FAANG: Acronym used for Facebook, Apple, Amazon, Netflix, and Google. I would include at least Microsoft, Uber, Stripe and other companies paying in the top percentiles for talent.
Assumptions:
I am simplifying things a little bit and assuming zero relocation, zero sign-on bonus, zero student loan debt (average student loan debt is in the ~$30k range so you can pretend they tossed all their sign-on towards their debt).
7% Investment Growth including FB equity grants (again, who knows what the next 5 years will look like. Hopefully FB outperforms the broader market, but the broader market could also decrease over the entire 5 year period)
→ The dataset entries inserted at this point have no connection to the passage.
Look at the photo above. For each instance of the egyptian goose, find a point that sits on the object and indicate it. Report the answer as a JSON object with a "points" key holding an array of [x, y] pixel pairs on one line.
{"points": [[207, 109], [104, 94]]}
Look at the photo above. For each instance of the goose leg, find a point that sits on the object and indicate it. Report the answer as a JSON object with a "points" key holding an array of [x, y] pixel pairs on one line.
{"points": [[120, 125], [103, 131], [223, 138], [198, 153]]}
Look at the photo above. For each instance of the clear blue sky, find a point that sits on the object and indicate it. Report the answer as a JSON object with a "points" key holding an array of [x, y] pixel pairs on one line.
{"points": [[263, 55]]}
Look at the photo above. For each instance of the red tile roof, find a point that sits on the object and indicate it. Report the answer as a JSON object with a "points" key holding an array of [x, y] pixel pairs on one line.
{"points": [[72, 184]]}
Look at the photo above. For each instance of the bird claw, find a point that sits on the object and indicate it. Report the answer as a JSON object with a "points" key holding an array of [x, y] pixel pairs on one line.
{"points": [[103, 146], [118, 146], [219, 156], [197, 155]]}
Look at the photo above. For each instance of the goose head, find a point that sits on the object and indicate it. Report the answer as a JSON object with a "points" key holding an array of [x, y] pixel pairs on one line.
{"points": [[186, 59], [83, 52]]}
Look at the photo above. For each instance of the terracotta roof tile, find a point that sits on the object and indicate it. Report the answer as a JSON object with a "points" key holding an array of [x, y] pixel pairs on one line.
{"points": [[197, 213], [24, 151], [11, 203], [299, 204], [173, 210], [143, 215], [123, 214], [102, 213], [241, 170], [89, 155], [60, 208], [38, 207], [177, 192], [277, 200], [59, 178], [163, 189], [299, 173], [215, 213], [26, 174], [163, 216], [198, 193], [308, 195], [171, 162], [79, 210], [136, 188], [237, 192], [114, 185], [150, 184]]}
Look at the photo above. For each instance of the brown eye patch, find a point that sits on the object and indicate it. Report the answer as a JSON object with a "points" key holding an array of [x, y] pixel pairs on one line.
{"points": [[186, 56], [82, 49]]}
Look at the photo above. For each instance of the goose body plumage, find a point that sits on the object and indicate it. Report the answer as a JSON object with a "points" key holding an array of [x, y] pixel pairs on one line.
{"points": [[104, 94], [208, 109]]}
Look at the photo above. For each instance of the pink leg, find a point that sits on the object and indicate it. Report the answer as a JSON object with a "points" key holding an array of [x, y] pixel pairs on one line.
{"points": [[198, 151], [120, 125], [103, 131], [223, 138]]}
All FB Stock is sold immediately on vest and re-invested in index funds (although since I am using a fixed 7% for each it doesn’t make a difference)
Roth includes direct roth (only applicable in year 1), back door roth, and after tax
Promotion from level E3 to E4 needs to happen within 24 months
Promotion from E4 to E5 needs to happen within 33 months (E5 for engineering is the first terminal level; a level you can keep performing well in without needing to advance to remain employed)
Base salary will only change with promotions (in reality there are raises annually even without promotions)
Facebook historically has two performance reviews per year. With those come two bonuses per year. They are updating it for 2022 to only have 1 performance review each year. I am using the old method since all the details of the new plan have not been shared.